2009. Sylvie Denisse voit passer un appel d'offre publié dans le cadre de l'année européenne de lutte contre la pauvreté et l'exclusion : « Dans mon entourage, on m'a tout de suite dissuadé d'engager quoique ce soit avec l'Europe, explique la coordinatrice de l'association Conciliabules. C'est trop de bureaucratie pour une petite association ».
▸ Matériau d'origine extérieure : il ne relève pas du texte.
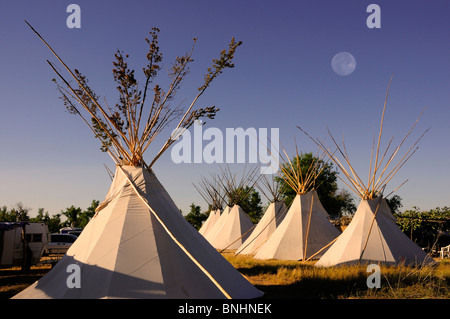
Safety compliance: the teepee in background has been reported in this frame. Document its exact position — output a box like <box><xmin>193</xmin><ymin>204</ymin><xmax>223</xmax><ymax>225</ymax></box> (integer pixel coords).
<box><xmin>15</xmin><ymin>22</ymin><xmax>262</xmax><ymax>298</ymax></box>
<box><xmin>236</xmin><ymin>175</ymin><xmax>288</xmax><ymax>255</ymax></box>
<box><xmin>300</xmin><ymin>77</ymin><xmax>434</xmax><ymax>267</ymax></box>
<box><xmin>194</xmin><ymin>176</ymin><xmax>223</xmax><ymax>236</ymax></box>
<box><xmin>255</xmin><ymin>146</ymin><xmax>339</xmax><ymax>260</ymax></box>
<box><xmin>206</xmin><ymin>166</ymin><xmax>259</xmax><ymax>250</ymax></box>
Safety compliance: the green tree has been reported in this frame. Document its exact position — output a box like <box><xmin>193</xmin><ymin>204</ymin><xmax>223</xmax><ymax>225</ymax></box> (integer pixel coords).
<box><xmin>275</xmin><ymin>153</ymin><xmax>356</xmax><ymax>216</ymax></box>
<box><xmin>232</xmin><ymin>186</ymin><xmax>263</xmax><ymax>224</ymax></box>
<box><xmin>78</xmin><ymin>199</ymin><xmax>100</xmax><ymax>228</ymax></box>
<box><xmin>47</xmin><ymin>214</ymin><xmax>63</xmax><ymax>233</ymax></box>
<box><xmin>0</xmin><ymin>206</ymin><xmax>16</xmax><ymax>222</ymax></box>
<box><xmin>10</xmin><ymin>202</ymin><xmax>31</xmax><ymax>222</ymax></box>
<box><xmin>185</xmin><ymin>203</ymin><xmax>208</xmax><ymax>230</ymax></box>
<box><xmin>61</xmin><ymin>205</ymin><xmax>82</xmax><ymax>227</ymax></box>
<box><xmin>386</xmin><ymin>195</ymin><xmax>403</xmax><ymax>213</ymax></box>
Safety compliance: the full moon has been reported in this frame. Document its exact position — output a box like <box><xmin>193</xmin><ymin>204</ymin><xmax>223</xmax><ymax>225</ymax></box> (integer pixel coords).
<box><xmin>331</xmin><ymin>52</ymin><xmax>356</xmax><ymax>76</ymax></box>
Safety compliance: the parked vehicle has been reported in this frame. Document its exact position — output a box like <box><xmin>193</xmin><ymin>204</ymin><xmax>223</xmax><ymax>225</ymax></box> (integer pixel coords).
<box><xmin>43</xmin><ymin>233</ymin><xmax>78</xmax><ymax>256</ymax></box>
<box><xmin>0</xmin><ymin>222</ymin><xmax>50</xmax><ymax>266</ymax></box>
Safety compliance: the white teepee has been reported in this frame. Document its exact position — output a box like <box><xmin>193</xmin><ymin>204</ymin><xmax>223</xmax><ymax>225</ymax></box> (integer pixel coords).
<box><xmin>205</xmin><ymin>167</ymin><xmax>257</xmax><ymax>250</ymax></box>
<box><xmin>302</xmin><ymin>77</ymin><xmax>434</xmax><ymax>267</ymax></box>
<box><xmin>15</xmin><ymin>23</ymin><xmax>262</xmax><ymax>299</ymax></box>
<box><xmin>194</xmin><ymin>176</ymin><xmax>223</xmax><ymax>237</ymax></box>
<box><xmin>255</xmin><ymin>190</ymin><xmax>340</xmax><ymax>260</ymax></box>
<box><xmin>316</xmin><ymin>197</ymin><xmax>432</xmax><ymax>267</ymax></box>
<box><xmin>198</xmin><ymin>209</ymin><xmax>221</xmax><ymax>236</ymax></box>
<box><xmin>236</xmin><ymin>175</ymin><xmax>288</xmax><ymax>255</ymax></box>
<box><xmin>15</xmin><ymin>166</ymin><xmax>261</xmax><ymax>299</ymax></box>
<box><xmin>209</xmin><ymin>204</ymin><xmax>253</xmax><ymax>250</ymax></box>
<box><xmin>255</xmin><ymin>152</ymin><xmax>340</xmax><ymax>260</ymax></box>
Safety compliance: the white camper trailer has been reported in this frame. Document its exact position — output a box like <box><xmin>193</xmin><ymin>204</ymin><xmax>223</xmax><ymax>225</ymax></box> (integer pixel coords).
<box><xmin>0</xmin><ymin>222</ymin><xmax>50</xmax><ymax>266</ymax></box>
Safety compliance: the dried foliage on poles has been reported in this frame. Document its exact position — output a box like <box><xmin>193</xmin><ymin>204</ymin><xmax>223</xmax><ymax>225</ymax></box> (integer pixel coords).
<box><xmin>25</xmin><ymin>21</ymin><xmax>242</xmax><ymax>168</ymax></box>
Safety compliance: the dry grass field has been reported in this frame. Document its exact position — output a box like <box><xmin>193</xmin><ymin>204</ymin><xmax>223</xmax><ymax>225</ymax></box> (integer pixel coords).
<box><xmin>0</xmin><ymin>252</ymin><xmax>450</xmax><ymax>299</ymax></box>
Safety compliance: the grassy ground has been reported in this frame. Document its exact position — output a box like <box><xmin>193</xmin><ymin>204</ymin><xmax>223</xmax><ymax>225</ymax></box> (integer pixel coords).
<box><xmin>224</xmin><ymin>253</ymin><xmax>450</xmax><ymax>299</ymax></box>
<box><xmin>0</xmin><ymin>252</ymin><xmax>450</xmax><ymax>299</ymax></box>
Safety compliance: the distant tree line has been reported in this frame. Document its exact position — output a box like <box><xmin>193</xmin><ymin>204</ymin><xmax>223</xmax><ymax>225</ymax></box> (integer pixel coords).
<box><xmin>0</xmin><ymin>200</ymin><xmax>100</xmax><ymax>233</ymax></box>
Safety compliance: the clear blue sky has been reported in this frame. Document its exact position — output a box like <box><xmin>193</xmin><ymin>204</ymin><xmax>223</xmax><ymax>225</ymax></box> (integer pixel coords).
<box><xmin>0</xmin><ymin>0</ymin><xmax>450</xmax><ymax>216</ymax></box>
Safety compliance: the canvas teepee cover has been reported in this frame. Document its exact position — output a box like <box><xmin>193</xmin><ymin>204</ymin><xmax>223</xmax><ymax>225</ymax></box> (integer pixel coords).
<box><xmin>15</xmin><ymin>26</ymin><xmax>262</xmax><ymax>298</ymax></box>
<box><xmin>198</xmin><ymin>209</ymin><xmax>220</xmax><ymax>236</ymax></box>
<box><xmin>255</xmin><ymin>190</ymin><xmax>340</xmax><ymax>260</ymax></box>
<box><xmin>236</xmin><ymin>201</ymin><xmax>287</xmax><ymax>255</ymax></box>
<box><xmin>236</xmin><ymin>175</ymin><xmax>287</xmax><ymax>255</ymax></box>
<box><xmin>16</xmin><ymin>166</ymin><xmax>261</xmax><ymax>298</ymax></box>
<box><xmin>316</xmin><ymin>197</ymin><xmax>432</xmax><ymax>267</ymax></box>
<box><xmin>300</xmin><ymin>77</ymin><xmax>434</xmax><ymax>267</ymax></box>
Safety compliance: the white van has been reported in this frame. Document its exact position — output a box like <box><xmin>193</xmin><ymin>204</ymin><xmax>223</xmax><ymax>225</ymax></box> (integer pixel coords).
<box><xmin>0</xmin><ymin>222</ymin><xmax>50</xmax><ymax>266</ymax></box>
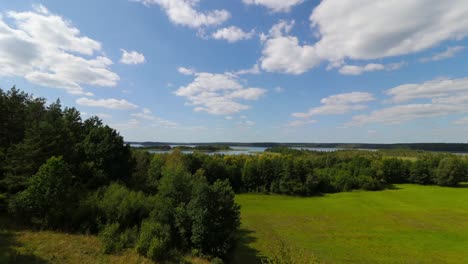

Et pourtant elle se jette dans le bain. Petite par la taille et le public concerné, l'association fondée en 1997 porte un projet assez unique en son genre, car « ce n'est pas une mission qui a germé dans la tête d'un fonctionnaire ministériel ; il vient de la base ». La base, ce sont des femmes résidentes et ex-résidentes des Centres d'Hébergement et de Réinsertion Sociale femmes-enfants (CHRS) du Rhône (département du sud-est dont Lyon est le chef-lieu). Sans s'épancher sur les détails de chacun de leur parcours, ces femmes sont toutes dans une situation de pauvreté ou d'exclusion, souvent seules pour élever des enfants, parfois victimes de violences conjugales. Arrêtons-nous là, car Conciliabules est tout sauf un « bureau des pleurs ». À l'origine, ces femmes ont eu la chance d'assister à des ateliers d'art, et, transformées par l'expérience, elles ont absolument tenu à la diffuser dans tous les centres d'hébergement femmes-enfants du Rhône. Implanter leurs créations mi-professionnelles mi-amateurs dans le paysage culturel local et favoriser l'épanouissement des femmes précaires à travers l'art, telles sont les armes que Conciliabules déploie contre la pauvreté et l'exclusion sociale depuis 13 ans.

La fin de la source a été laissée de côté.